À six semaines de la conférence de Paris sur le climat, les représentants de 195 pays ont entamé lundi, avec un «sentiment d'urgence», mais aussi des dissensions, une dernière semaine de négociation en vue d'un accord mondial pour freiner le réchauffement de la planète.

À l'ouverture de cette ultime session à Bonn, siège de la Convention de l'ONU sur les changements climatiques (Cnuccc), de nombreux pays en développement ont critiqué le nouveau texte devant servir de base aux discussions, tout en réaffirmant leur confiance dans le processus et dans les deux coprésidents des débats.

«Le texte est extrêmement déséquilibré», a déclaré à la session d'ouverture la déléguée sud-africaine Nozipho Mxakato-Diseko, au nom du groupe G77 et de la Chine, qui regroupe 134 pays émergents et en développement.

Il «ignore complètement les propositions du groupe G77 sur les financements», a expliqué à l'AFP Gurdial Singh Nijar, porte-parole d'un des sous-groupes du G77.

La déléguée sud-africaine a toutefois salué l'écoute dont ont fait preuve les coprésidents, l'Algérien Ahmed Djoghlaf et l'Américain Daniel Reifsnyder, qui ont proposé aux pays de faire des ajouts au texte avant que les négociations ne débutent réellement.

Le groupe «s'engage à travailler de manière constructive et disciplinée, et avec retenue en limitant nos ajouts aux propositions les plus essentielles», a dit Mme Mxakato-Diseko.

Face à la lenteur des discussions, les deux coprésidents avaient été mandatés début septembre par les pays pour proposer un texte plus clair et plus succinct, ainsi réduit de 80 à 20 pages.

«Manque d'ambition»

Laurence Tubiana, la négociatrice française, a reconnu lundi en séance plénière qu'en l'état, il manquait «d'ambition sur tous les points». Elle s'est voulue rassurante: «Nous sommes ici pour corriger ses faiblesses».

L'ambassadrice française a toutefois mis en garde les pays sur le compte à rebours désormais enclenché jusqu'à Paris. «Le temps presse», a-t-elle dit, en appelant à la responsabilité de chacun pour aller à l'essentiel, les négociations climatiques s'enlisant très fréquemment dans des débats de procédure.

«Nous voulons tous avoir un texte à la fin de la semaine», ont souligné les coprésidents, qui avant l'ouverture, évoquaient «le sentiment partagé qu'il y a urgence».

Le futur accord de Paris doit être un tournant dans la lutte pour contenir les émissions de gaz à effet de serre, pour l'essentiel liés à la combustion d'énergies fossiles.

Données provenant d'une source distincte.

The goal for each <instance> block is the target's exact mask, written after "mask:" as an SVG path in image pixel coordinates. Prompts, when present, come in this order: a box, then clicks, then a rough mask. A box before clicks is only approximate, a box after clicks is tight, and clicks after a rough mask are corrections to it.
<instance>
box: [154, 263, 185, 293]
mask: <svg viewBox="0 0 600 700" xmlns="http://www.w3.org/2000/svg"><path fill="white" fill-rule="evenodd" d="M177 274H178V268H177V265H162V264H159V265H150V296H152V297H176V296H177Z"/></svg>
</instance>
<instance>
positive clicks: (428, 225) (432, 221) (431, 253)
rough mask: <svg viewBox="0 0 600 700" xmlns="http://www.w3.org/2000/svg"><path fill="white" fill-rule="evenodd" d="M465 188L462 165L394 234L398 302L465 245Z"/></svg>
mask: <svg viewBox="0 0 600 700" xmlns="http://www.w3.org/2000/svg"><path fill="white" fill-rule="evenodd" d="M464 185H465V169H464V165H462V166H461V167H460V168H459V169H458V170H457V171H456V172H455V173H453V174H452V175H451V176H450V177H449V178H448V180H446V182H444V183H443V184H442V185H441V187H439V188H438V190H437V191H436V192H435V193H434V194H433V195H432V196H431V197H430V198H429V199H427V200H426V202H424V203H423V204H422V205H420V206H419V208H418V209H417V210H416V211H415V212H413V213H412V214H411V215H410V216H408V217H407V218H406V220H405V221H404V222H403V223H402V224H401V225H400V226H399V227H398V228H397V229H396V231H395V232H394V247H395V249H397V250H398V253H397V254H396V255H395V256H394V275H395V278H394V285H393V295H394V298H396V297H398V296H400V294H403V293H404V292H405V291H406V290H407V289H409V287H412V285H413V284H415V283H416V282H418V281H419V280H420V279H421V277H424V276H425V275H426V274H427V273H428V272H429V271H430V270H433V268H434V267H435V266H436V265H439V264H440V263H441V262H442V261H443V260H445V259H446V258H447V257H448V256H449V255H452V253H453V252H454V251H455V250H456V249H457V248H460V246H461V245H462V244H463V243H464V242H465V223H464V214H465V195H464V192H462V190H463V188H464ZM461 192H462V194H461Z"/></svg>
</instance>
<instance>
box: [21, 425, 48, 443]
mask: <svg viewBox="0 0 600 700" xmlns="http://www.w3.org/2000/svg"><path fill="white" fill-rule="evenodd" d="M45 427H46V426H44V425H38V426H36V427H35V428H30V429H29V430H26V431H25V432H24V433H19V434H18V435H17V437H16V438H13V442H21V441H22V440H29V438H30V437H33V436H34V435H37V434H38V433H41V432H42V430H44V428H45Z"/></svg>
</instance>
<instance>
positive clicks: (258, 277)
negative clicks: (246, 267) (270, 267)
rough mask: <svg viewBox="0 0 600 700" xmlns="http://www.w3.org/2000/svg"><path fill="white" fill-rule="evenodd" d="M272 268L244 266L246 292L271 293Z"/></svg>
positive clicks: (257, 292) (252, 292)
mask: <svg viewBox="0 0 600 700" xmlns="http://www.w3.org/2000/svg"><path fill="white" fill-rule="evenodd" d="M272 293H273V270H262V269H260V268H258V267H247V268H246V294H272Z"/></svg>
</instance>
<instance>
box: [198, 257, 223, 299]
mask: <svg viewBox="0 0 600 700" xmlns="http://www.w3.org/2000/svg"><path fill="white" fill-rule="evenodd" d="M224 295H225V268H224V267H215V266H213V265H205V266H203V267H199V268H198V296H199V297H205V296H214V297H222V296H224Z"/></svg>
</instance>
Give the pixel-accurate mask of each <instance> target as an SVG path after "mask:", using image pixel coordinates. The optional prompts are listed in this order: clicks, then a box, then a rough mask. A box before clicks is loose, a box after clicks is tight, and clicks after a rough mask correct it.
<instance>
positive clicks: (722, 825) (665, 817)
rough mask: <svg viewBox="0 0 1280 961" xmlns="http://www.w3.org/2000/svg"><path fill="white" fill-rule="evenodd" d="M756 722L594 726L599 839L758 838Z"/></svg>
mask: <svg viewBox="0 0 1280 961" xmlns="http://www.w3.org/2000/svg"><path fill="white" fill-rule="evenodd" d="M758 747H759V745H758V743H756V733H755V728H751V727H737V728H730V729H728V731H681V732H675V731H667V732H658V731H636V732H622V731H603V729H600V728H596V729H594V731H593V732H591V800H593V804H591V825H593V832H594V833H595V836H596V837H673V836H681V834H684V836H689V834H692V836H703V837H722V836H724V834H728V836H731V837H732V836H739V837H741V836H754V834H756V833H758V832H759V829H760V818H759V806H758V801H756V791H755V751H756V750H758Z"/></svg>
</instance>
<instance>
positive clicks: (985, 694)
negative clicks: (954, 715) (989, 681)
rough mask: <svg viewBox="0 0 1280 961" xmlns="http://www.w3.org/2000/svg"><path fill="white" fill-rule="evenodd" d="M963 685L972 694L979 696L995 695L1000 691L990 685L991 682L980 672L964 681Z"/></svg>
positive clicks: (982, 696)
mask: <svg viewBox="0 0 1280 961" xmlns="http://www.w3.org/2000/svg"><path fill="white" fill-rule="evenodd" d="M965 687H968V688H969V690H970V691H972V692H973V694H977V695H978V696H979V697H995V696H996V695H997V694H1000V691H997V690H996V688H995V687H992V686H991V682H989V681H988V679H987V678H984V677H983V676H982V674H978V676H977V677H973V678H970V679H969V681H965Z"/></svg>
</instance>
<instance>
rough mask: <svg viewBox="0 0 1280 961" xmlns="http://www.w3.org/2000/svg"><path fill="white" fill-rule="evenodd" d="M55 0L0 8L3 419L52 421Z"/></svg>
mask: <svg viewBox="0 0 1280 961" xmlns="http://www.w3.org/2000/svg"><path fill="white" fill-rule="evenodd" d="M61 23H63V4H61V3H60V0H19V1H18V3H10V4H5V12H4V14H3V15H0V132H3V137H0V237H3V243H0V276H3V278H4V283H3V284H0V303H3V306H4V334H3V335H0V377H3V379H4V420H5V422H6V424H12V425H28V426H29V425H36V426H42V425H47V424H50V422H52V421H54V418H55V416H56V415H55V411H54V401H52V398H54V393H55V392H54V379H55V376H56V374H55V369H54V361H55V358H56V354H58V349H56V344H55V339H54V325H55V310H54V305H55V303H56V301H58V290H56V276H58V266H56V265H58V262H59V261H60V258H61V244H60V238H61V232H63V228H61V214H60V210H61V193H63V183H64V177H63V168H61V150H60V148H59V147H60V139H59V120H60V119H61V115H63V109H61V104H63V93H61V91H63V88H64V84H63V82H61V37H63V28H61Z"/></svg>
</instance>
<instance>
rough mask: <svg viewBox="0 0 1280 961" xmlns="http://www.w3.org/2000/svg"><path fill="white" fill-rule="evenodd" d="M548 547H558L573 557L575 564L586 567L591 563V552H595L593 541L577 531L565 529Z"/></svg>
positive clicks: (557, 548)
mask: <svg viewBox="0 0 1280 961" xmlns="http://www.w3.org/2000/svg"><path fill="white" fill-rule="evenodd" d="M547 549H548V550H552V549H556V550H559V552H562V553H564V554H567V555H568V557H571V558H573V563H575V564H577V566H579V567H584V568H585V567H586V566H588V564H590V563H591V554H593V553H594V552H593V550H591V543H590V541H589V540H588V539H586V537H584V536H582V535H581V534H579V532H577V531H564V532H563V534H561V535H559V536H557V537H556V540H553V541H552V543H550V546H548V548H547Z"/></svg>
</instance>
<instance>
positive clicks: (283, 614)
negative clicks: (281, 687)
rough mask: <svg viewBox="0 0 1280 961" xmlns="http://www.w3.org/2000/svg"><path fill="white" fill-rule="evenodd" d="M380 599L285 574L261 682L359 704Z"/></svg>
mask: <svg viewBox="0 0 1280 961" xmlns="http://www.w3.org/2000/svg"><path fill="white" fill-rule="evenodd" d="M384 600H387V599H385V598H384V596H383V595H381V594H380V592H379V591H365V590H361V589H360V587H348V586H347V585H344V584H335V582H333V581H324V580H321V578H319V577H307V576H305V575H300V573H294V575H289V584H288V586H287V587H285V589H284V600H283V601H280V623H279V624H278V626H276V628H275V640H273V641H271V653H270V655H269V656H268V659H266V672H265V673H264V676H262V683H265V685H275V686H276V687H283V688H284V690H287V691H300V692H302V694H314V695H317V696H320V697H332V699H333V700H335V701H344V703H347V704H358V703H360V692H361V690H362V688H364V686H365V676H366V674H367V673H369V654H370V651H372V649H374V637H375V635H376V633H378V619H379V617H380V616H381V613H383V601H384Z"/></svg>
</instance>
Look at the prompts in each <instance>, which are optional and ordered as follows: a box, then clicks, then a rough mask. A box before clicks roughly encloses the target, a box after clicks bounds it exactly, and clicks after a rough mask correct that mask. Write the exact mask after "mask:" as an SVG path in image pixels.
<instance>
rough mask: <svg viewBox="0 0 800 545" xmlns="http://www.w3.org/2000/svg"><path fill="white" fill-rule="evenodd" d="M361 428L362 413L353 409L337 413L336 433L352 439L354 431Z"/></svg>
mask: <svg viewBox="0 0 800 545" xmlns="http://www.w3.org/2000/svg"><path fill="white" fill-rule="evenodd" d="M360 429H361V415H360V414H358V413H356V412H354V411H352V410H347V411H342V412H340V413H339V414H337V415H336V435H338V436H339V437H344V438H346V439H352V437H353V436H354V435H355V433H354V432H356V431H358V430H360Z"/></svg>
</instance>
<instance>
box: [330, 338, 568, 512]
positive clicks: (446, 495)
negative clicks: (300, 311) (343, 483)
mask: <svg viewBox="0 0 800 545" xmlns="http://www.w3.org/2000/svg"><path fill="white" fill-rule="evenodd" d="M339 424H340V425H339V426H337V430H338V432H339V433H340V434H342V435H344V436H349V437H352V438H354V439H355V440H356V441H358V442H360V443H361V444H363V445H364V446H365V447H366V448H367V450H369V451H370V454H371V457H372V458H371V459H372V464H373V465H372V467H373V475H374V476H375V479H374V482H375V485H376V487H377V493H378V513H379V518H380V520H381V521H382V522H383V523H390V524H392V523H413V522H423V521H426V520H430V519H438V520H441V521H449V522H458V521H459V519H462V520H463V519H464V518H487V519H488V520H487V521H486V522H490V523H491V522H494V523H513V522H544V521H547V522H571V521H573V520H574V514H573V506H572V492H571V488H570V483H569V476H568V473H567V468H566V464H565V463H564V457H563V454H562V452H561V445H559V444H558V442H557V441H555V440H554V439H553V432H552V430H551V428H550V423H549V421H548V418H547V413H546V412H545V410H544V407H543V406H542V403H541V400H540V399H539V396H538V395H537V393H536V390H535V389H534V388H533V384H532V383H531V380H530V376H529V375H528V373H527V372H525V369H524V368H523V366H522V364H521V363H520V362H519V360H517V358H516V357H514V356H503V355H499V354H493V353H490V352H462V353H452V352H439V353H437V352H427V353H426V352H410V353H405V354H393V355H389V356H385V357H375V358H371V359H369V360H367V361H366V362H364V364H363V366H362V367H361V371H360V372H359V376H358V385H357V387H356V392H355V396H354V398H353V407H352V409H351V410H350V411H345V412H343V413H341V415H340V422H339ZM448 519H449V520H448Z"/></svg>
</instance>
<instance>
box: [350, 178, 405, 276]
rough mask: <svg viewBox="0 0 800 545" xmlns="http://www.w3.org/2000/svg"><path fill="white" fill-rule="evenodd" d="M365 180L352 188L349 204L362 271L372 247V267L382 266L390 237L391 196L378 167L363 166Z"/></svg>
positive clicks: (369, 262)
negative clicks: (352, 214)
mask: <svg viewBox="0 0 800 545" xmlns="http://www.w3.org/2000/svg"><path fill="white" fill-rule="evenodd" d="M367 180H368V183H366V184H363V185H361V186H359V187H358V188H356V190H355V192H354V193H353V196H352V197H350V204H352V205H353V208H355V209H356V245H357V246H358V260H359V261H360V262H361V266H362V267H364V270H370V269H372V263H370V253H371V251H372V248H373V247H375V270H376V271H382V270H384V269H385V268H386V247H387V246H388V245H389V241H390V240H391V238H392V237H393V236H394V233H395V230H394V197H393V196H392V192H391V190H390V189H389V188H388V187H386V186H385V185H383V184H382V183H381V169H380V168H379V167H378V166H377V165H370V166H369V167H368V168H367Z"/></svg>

Il doit aussi prendre en compte les besoins d'adaptation aux impacts du réchauffement.

À ce stade, 150 Etats ont remis à l'ONU leur «contribution» pour réduire leurs émissions à horizon 2025-2030 (dernier en date, l'Ouganda, vendredi), en vue de la conférence de Paris, prévue du 30 novembre au 11 décembre.

Cette forte participation réjouit les promoteurs d'un accord. Mais l'ensemble de ces promesses met encore la terre sur une trajectoire de +2,7°C voire 3°. C'est mieux que les +4 à 5° qui s'annoncent si rien n'est fait, mais loin de l'objectif de 2° au-delà duquel la science promet une multiplication d'événements extrêmes et des conséquences irréversibles sur les espèces, les océans et les économies.

En outre, beaucoup de pays en développement exigent un soutien financier et technologique pour réduire leurs émissions et faire face aux impacts qu'ils ressentent déjà.

Particulièrement attendue: la concrétisation de la promesse, faite en 2009, de 100 milliards d'aide climatique annuelle des pays du nord pour les pays du sud d'ici à 2020.

Plusieurs annonces ont été faites récemment, devant l'ONU et à la réunion financière qui s'est tenue à Lima, avec des rallonges promises par des institutions bancaires et des pays comme la France ou le Royaume-Uni. Mais les pays en voie de développement ne veulent pas s'en tenir aux promesses et souhaitent une feuille de route d'ici à 2020.

Pour autant, de sommets bilatéraux en réunions à l'ONU en passant par les déclarations des certains milieux financiers en faveur du développement d'économies «bas-carbone», ces dernières semaines ont fait avancer le débat climatique, faisant souffler un vent d'optimisme mesuré.

Les deux principaux pollueurs, la Chine et les États-Unis se sont en particulier mis d'accord sur la nécessité d'accroître «sur la durée» les ambitions en matière de réduction des gaz à effet de serre (GES).

Les négociateurs ont d'ailleurs dans les tuyaux un mécanisme de révision des efforts à la hausse. Mais là encore, reste à déterminer sa nature et son caractère contraignant.